联系方式

  • QQ:99515681
  • 邮箱:99515681@qq.com
  • 工作时间:8:00-21:00
  • 微信:codinghelp

您当前位置:首页 >> Algorithm 算法作业Algorithm 算法作业

日期:2023-03-02 11:23

STAT3010/6075 Statistical Methods in Insurance

Assignment 1

This assignment consists of two questions and is worth 10% of the overall mark for STAT3010/6075.

The deadline for submission is 16.00 on Thursday 2 March 2023.

Standard University policies and procedures will be followed for late submission, extensions and

academic integrity (see the Module Outline for details).

Submission is via Blackboard. You must submit a report of at most six pages (in pdf format),

containing your answers, and a separate R script, containing the code that you used to obtain

your results.

– Your should submit your report via TurnitinUK on Blackboard (see Module Outline for

details) in a file called report-ID.pdf, where ID is your student ID number, for example

report-12345678.pdf.
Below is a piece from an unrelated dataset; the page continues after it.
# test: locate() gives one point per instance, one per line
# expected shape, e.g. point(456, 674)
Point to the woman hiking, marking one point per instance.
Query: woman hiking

In the Assignments folder, click on Assignment 1 report submission

to submit your report. Please enter this file name as the Submission Title.

– You should not include R code used in your analysis in your report, but you must submit

a separate R script via Blackboard containing your code called code-ID.R, for example

code-12345678.R. Please rename and use the R template code-xxx.R provided. In the

Assignments folder, click on Assignment 1 code submission to submit your code.

– Please start your R script with the command set.seed(ID ), for example set.seed(12345678).

– Whenever you are asked to fit a model you should present in your report the estimate,

standard error and p-value corresponding to each parameter in the model.

– Whenever you are asked to perform a formal test, you should present in your report the test

statistic, p-value or critical value and what you conclude from the test.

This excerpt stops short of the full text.